I can only speak for what we do at our power skating schools and clinics, but I think there is a common misconception about power skating in general, and our use of pucks and/or game situation drills. I feel that a lot of this confusion comes from the fact that so many very fine power skating instructors, especially many of the local instructors are former figure skating coaches who concentrate mainly on edges, etc. (We can get into the subject of what I believe “power skating” actually means in another article).
This is not to take anything away from these instructors because, of course, teaching proper edge work to players of all skill levels is vital to their skating improvement.
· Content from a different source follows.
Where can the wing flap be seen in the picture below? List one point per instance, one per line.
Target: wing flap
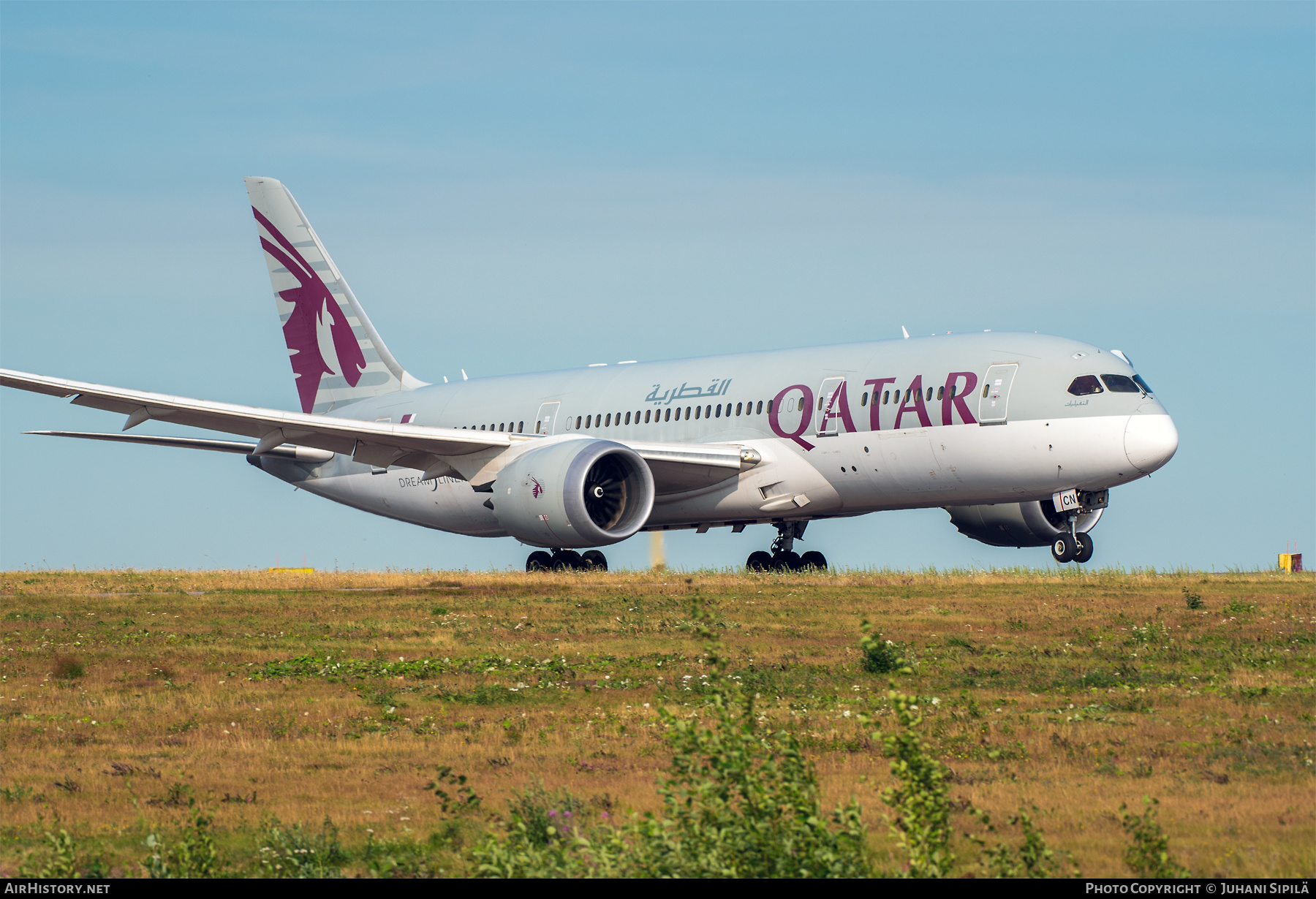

However, coming from a hockey background, I always felt (and still feel this way) that there had to be more in the way of simulating game situations and tempo in our training, while still teaching proper techniques for more speed and overall better hockey skating.
Therefore, we instituted the more up-tempo, overspeed and resistance drills that I prefer at all of our programs, as well, we show the proper techniques for how to perform every skating maneuver we teach—with the puck. In this month’s article we will focus on these techniques for better skating while carrying the puck.
One hand vs. two hands
As many of you frequent readers of my column are aware, I am a big proponent of keeping one hand on the stick, especially in open ice situations where you need to build up speed through the neutral zone. Having one hand on the stick allows your arms to free up and stretch more (make sure the stretching motion of the arms is to the front, where you want your speed to go and not across your body or side–to–side), which in turn, allows your legs to stretch more as well (stretching the legs fully to the side is vital for gaining more speed).
However, I should note that there are numerous times when you MUST have two hands on the stick, with your stick on the ice, such as, when shooting, passing, catching a pass or waiting for a pass in front of the net, etc.
Forward stride speed
As I discussed above, try to maintain one hand on the stick when trying to get to top speed in the forward stride with or without the puck. In order to maintain your same speed that you get without the puck, you need to follow a couple of very important techniques, that are the same no matter what your level of play: As always you must maintain excellent knee bend, remember to bend the knees to about 2" out over the toes of your skates, with your back straight (try to keep your chest equal with your front or gliding knee, so you do lean slightly forward but with the back straight) and your head up.
It is vital that you learn to skate with and without the puck with your head up, so that you can see the play. And remember, that you cannot only see the puck with your eyes up (using peripheral vision to see out of the corners of your eyes), but should be able to feel the puck at the end of your stick as well. So there is no need to stare at the puck or the ice.
Try to keep your hands above your knees. When your hands get below the knees you will have a tendency to bend too much at the waist which will mess up your forward stride technique by throwing your balance too far forward. Keep your stick (which should be cut below your chin when on skates) in your top hand with the puck on the backhand side, with your palm facing directly up to the sky. Keeping the palms up will help to maintain the stick in its proper position, flat on the backhand, throughout.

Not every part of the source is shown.